I'd prefer to see offsets in hex.

llvm/tools/llvm-pdbutil/DumpOutputStyle.cpp
874 ↗(On Diff #104924)

Not 4? I guess it won't matter, the publics stream never has scope records.

llvm/tools/llvm-pdbutil/MinimalSymbolDumper.cpp
673 ↗(On Diff #104924)

Looks like this was left behind after search & replace & format.

zturner added inline comments.Jun 30 2017, 2:13 PM
lld/test/COFF/pdb-comdat.test
44 ↗(On Diff #104924)

I'm kind of of two minds here. I wanted them to look visually distinct from type indices, and there's also the issue of the size fields. Someone should be able to look at the size field (which is also printed) and easily compute the next offset. It's harder to mentally do hex math than decimal math so but this way someone can easily see that Offset(N+1) = Offset(N) + Size(N)

llvm/tools/llvm-pdbutil/DumpOutputStyle.cpp
874 ↗(On Diff #104924)

Nope, it's actually 0 here.
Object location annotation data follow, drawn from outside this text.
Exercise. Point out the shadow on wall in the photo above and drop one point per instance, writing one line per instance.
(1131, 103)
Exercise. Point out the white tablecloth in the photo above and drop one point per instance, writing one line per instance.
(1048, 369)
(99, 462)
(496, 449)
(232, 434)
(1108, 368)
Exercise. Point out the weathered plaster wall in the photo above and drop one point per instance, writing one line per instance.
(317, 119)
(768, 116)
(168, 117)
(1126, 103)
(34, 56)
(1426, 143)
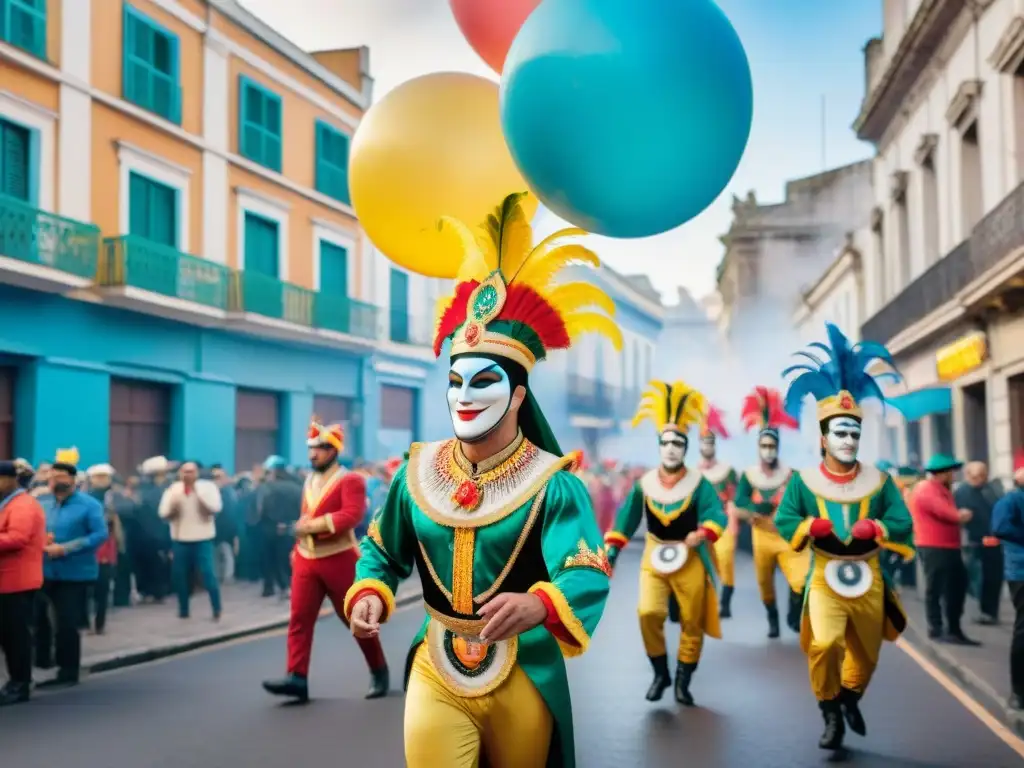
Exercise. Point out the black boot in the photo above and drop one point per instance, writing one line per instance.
(380, 683)
(772, 620)
(662, 678)
(684, 672)
(796, 612)
(850, 700)
(14, 693)
(292, 686)
(832, 737)
(725, 609)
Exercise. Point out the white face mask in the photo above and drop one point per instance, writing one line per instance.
(843, 440)
(479, 394)
(672, 448)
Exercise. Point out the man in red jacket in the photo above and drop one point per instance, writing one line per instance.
(334, 502)
(23, 536)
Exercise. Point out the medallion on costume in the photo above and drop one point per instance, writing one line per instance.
(518, 522)
(684, 514)
(758, 496)
(847, 514)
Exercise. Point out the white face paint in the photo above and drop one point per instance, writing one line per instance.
(479, 393)
(843, 440)
(672, 448)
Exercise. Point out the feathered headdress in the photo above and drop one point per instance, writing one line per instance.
(763, 410)
(506, 302)
(713, 423)
(675, 406)
(841, 382)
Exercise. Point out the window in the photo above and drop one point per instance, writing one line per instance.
(259, 124)
(399, 305)
(15, 161)
(332, 162)
(334, 269)
(23, 24)
(261, 246)
(153, 210)
(151, 67)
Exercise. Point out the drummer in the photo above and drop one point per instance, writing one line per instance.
(684, 516)
(848, 513)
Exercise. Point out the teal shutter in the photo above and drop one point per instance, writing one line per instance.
(334, 269)
(261, 246)
(15, 143)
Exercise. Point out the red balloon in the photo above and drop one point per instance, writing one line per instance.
(491, 26)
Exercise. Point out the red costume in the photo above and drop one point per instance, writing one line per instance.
(334, 502)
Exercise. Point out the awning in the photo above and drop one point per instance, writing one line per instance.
(918, 404)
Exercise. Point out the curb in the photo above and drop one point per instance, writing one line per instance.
(135, 657)
(972, 684)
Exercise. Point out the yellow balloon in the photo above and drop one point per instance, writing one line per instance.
(431, 147)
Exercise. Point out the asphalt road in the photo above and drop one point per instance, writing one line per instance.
(207, 710)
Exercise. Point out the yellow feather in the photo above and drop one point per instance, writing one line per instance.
(569, 297)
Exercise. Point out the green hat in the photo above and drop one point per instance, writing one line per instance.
(942, 463)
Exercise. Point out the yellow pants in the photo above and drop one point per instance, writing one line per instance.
(771, 551)
(845, 634)
(697, 607)
(725, 553)
(512, 726)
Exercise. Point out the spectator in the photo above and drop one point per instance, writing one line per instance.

Publics has a bunch of header information and then a field which says "the symbol records are over here somewhere in another stream". And in that stream, the symbols are at offset 0.

I guess the conceptual difference is that the public symbol record stream is literally nothing but symbol records, whereas the module debug stream (which is where module symbols come from) contains an embedded substream which contains symbol records, so they put a 4 byte identifier before it that says "symbols are up next!". Not really necessary, but that's about the only thing I can think of.

rnk added inline comments.Jun 30 2017, 2:31 PM
lld/test/COFF/pdb-comdat.test
44 ↗(On Diff #104924)

Hard to do mental math in hex? Get gud.

I agree, though, size, offset, parent, and end should all be in the same base. It might as well be decimal for now.

This revision was automatically updated to reflect the committed changes.